A Google image search of “smallpox” will display photos which, to be frank, are startling and hard to look at. What’s even more shocking than the images themselves is the fact that smallpox remains the only disease to have been eradicated* from humanity. 2010 marks the 30th anniversary of the Global Commission for the Certification of Smallpox Eradication officially reporting the elimination of smallpox disease—one of the greatest triumphs in medicine and public health.
To commemorate this truly admirable feat, hundreds of global health practitioners, scientists and advocates have gathered in Rio de Janeiro, Brazil for a symposium that is aimed at sharing “lessons, legacies, and innovations” thirty years post the eradication of smallpox.
The Sabin Vaccine Institute will be live streaming the symposium here, and in addition to presentations by our President, Dr. Peter Hotez, and Executive Vice-President Dr. Ciro de Quadros, who served as the World Health Organization (WHO) Chief Epidemiologist for the Smallpox Eradication Program in Ethiopia from 1970 to 1976, the symposium will feature presentations by Dr. DA Henderson, Former Chief of the WHO Smallpox Eradication Program; Dr. Mirta Roses, Director of the Pan American Health Organization; Jeffrey Sachs, Director of the Earth Institute at Columbia University; and Dr. Tadataka Yamada, President of the Global Health Program at the Bill & Melinda Gates Foundation, among others.

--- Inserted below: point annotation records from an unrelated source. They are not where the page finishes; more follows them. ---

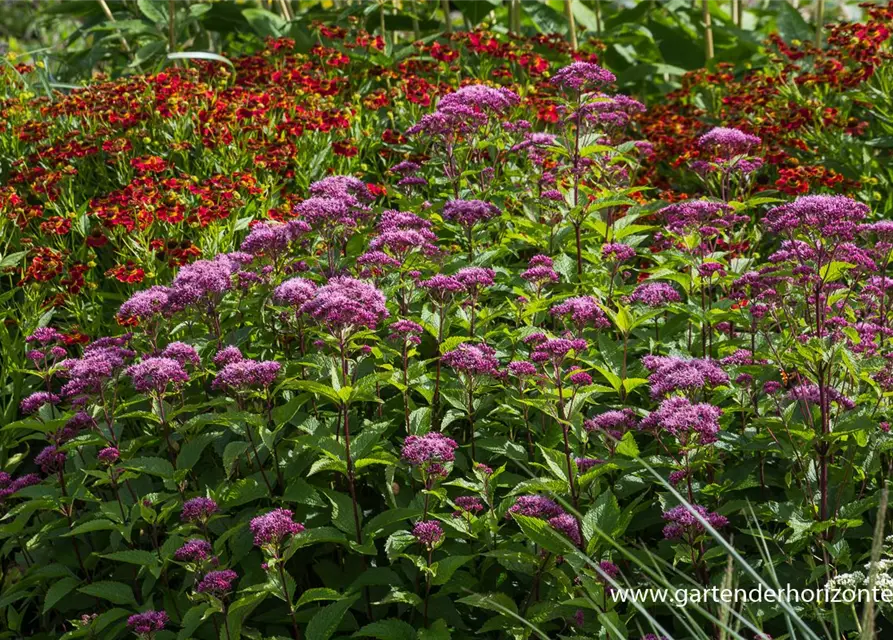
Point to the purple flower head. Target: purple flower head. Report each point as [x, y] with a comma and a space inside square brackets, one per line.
[609, 569]
[567, 525]
[812, 394]
[683, 523]
[201, 281]
[195, 550]
[401, 242]
[147, 623]
[771, 387]
[145, 304]
[392, 220]
[376, 262]
[821, 217]
[98, 363]
[740, 357]
[582, 311]
[406, 331]
[8, 486]
[618, 252]
[472, 359]
[442, 288]
[669, 374]
[480, 98]
[272, 238]
[582, 77]
[556, 350]
[273, 527]
[725, 142]
[428, 533]
[329, 214]
[468, 504]
[347, 303]
[294, 292]
[155, 374]
[412, 181]
[247, 374]
[690, 423]
[614, 423]
[480, 466]
[535, 507]
[50, 460]
[447, 124]
[539, 271]
[182, 353]
[610, 111]
[109, 455]
[475, 278]
[708, 269]
[44, 336]
[36, 400]
[700, 216]
[217, 583]
[227, 355]
[406, 167]
[430, 448]
[522, 369]
[469, 212]
[198, 510]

When I posed a question on Twitter, asking for four diseases on the verge of eradication I was surprised, and excited, by the number of responses that I received. In addition to polio, measles, rubella, and guinea worm (the four responses I was looking for), many people rightly listed a number of NTDs, and other diseases, which could be eradicated in the near future. The bulk of the smallpox symposium will be spent discerning how the global effort applied to smallpox elimination can be applied to current global health challenges, and rightly so—thirty years is far too long to have to wait to add another disease to the list of those eradicated.
*Dictionary.com definition of “eradication:” to remove or destroy utterly; extirpate: i.e. to eradicate smallpox throughout the world.